隣に座りミルクティを飲んで煙草を吸っていると、男がジッポをカチカチとさせ、そこから火が出ないことに苛立っているのに気が付いた。ああ、火、貸すべきかなあ。とか、ぼんやりと思う。
「すみません」
「あ、はい、火ですか?」
「つかなくなっちゃって。」
「これでよかったら。」
私のダサいピンクの100円ライターでパイプに火をつける様は、それでもどこか、優雅に見えた。男が私にライターを返す。私はそれを、テーブルの上に置いた。
「また必要なら、勝手に使ってくれて構いません」
「ありがとう」
そう言うと、男は私の顔をジイ、と見た。あー、なんだろうな、私、何かしただろうか。そんな考えの裏側で、考えたくない可能性が頭をよぎって、そしてその私の勘は、こんな時には当たることが多い。
「ねえあんた」
「…何ですか」
初対面であんた呼ばわりきたよこれ、と思いながら、表情筋だけで笑顔に似たものをつくる。男は、パイプをふかして、言った。私に左手で小指を立てる。
「あんた、シンのコレだろ」
「…お知り合いでしたか」
「まあ、仕事上のね。」
どんな仕事、とは、流石に聞かない。
「よく話してるよ。可愛い玩具がいるって」
「光栄ですね。写真でも見たんでしょうか」
「ああ、見せられたよ」
それがハメ撮りで無いことを祈りつつ、私は灰をトン、と落とす。男はさして興味が無いのか、あるのかわからない顔で、私の手元や顔を見ている。佐伯信矢、シン、と言うのが信矢さんだということは、明白だった。
「可愛い顔してるね、噂通り。あいつはあんたに入れ込んでるよ、珍しく」
「…だとしたら、嬉しいです。」
「でも気を付けた方が良い。」
「…私はソープにでも売られますか?」
「その可能性もあるんだろうけど。あいつのしてきたこと知ってる?女のコ泡に沈めるの趣味みたいなもんだから」
「そうですね、よく言われます。気を付けたいと思います。」
「でもあと一つ忠告な」
あいつちょっとヤバイんだよ。男はそう言って、パイプをひっくり返して灰皿へ落とした。

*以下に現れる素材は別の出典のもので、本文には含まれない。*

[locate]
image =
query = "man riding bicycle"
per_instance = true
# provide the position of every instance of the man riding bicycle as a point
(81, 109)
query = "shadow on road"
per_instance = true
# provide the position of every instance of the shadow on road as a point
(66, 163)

「こないだトラブってな、パクられるかもしんない、ってこと。」
「……そうですか」
「驚かないの?」
「もう、何に驚いていいのかわからないですからね」
「それは心構えが出来ていいね。」
そう答えながら、私の心臓はバクバクと張り裂けそうになっていた。煙草を持っている手が震える。震えを隠すように火を揉み消して、新しいものに火をつけた。パクられる。パクられる。パクられる。パクられる。
「あんたといて変わった様子は無い?」
「私は、彼のしていることは、よく知りませんから」
「そうか、そこまで馬鹿じゃないか、あいつは。ペラペラ女に話すことはしないか」
「そうなんでしょうね」
…あの、と自分の唇が滑っていく。ミルクティの味は、もうわからなかった。ハイライトの甘みも苦味も、全部、わからなくなっている。

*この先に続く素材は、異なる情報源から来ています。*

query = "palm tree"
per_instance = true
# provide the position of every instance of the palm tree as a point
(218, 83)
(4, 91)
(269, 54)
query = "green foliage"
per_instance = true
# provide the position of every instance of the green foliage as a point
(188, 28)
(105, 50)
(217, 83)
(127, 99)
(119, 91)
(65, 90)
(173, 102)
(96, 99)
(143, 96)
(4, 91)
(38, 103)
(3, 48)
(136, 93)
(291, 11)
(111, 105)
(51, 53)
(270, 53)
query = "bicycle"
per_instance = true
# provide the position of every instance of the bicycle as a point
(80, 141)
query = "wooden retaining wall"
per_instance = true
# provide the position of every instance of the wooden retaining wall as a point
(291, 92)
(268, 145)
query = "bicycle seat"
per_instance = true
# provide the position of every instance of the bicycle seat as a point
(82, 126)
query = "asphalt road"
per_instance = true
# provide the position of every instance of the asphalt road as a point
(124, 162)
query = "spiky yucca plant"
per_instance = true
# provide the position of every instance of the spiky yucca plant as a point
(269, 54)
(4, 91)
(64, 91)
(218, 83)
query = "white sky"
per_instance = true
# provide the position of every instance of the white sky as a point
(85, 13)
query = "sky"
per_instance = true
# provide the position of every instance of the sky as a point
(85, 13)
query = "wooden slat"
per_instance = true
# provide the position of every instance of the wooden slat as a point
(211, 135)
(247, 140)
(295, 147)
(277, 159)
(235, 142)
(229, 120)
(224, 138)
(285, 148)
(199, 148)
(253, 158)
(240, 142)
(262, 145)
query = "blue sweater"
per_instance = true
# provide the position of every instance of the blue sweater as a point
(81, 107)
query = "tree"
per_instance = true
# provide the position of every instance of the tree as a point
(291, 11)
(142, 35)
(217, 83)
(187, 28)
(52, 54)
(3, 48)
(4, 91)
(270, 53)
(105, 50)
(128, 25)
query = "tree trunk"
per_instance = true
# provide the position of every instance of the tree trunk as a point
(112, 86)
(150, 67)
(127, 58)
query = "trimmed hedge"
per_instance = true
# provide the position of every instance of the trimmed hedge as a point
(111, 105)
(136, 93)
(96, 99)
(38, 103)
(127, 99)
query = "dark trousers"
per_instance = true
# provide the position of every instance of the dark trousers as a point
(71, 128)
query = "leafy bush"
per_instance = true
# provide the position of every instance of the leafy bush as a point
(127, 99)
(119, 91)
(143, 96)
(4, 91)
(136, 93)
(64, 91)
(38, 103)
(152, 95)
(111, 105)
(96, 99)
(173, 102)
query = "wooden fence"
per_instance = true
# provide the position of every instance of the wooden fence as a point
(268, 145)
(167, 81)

「私が付き合う人、付き合う人、みんな捕まっちゃうんですよ。」
「へえ」
「別に、アブナイ人が好きとかアヤシイ人が好きとかじゃないんです。シンヤさんと知り合ったのも職場だし。全然、知らなかったし。みんなそうなんです。私の元カレ、犯罪者のオンパレードで」
「興味深いね」
男は楽しそうにパイプを掃除し始めた。面白がられるくらいがいいとは思っているけれど、なんだかこの状況が絶望的で、マゾヒスティックな快感すら覚えたのだった。頭の中でもうほぼ縁の切れた母親の声が反響する。あなたのせいで。
「サイコパスとかソシオパスとか、生来的に犯罪を犯しやすい人間がいるのは知ってるだろう。そして、DVをする男と別れた先で出会った男にまたDVを受ける女がいることもわかるだろう」
「まあ」
「君はそれなんだよ。生来的に犯罪者の素質を持つ者を無意識下で選んでいるんだ。」
「何のために」
「そうすれば、犯罪者と付き合うのは君みたいな哀れな女だけで済んで、他の善良な市民は、善良なままで生きることが出来るだろう?」
「…ああ、そうですね」
仕事まではまだ時間があったけれど、これ以上この男と話す気にはなれずに、私は荷物を纏め始めた。善良な市民が善良なままでいられるだって?馬鹿らしい。そして、何もそれを否定出来ない。
「まあ君みたいのは稀だから、あいつもお気に入りなんだろうね。チームの名前とシンヤって名前で寄ってくるやつばっかりだっただろうから。君がそういうところを知らないなら、あいつの地元でスカウトでもナンパでもされたらいい。そしてシンヤの女って言ってやるんだよ。ころっと顔色が変わる様を見られるよ」
池袋ウエストゲートパークでもあるまいし、そんなの本当にあるなんて笑ってしまいたくなった。私はストリートにいる人間が嫌いだ。男も女も嫌い。私に好きなものなんて、殆ど無いのだけれど。公園でたむろするなら喫茶店に入れよと思うし、コンビニの前でたまるなら居酒屋に入れと思う。その馬鹿にしていた人種にどうしようもない恋情をいだいているのは紛れもなく自分自身で、それがたまらなく情けなく思えた。
「あんたは可愛いし、金に困ったらいつでも言ってよ」
「…はあ」
「この辺の店なら大抵紹介出来るから」
男の出した名刺を受け取ると、私はそれをポケットに入れた。喫茶店の外は寒くて、まるでパイプをふかしたみたいに、靄が口の周りから出た。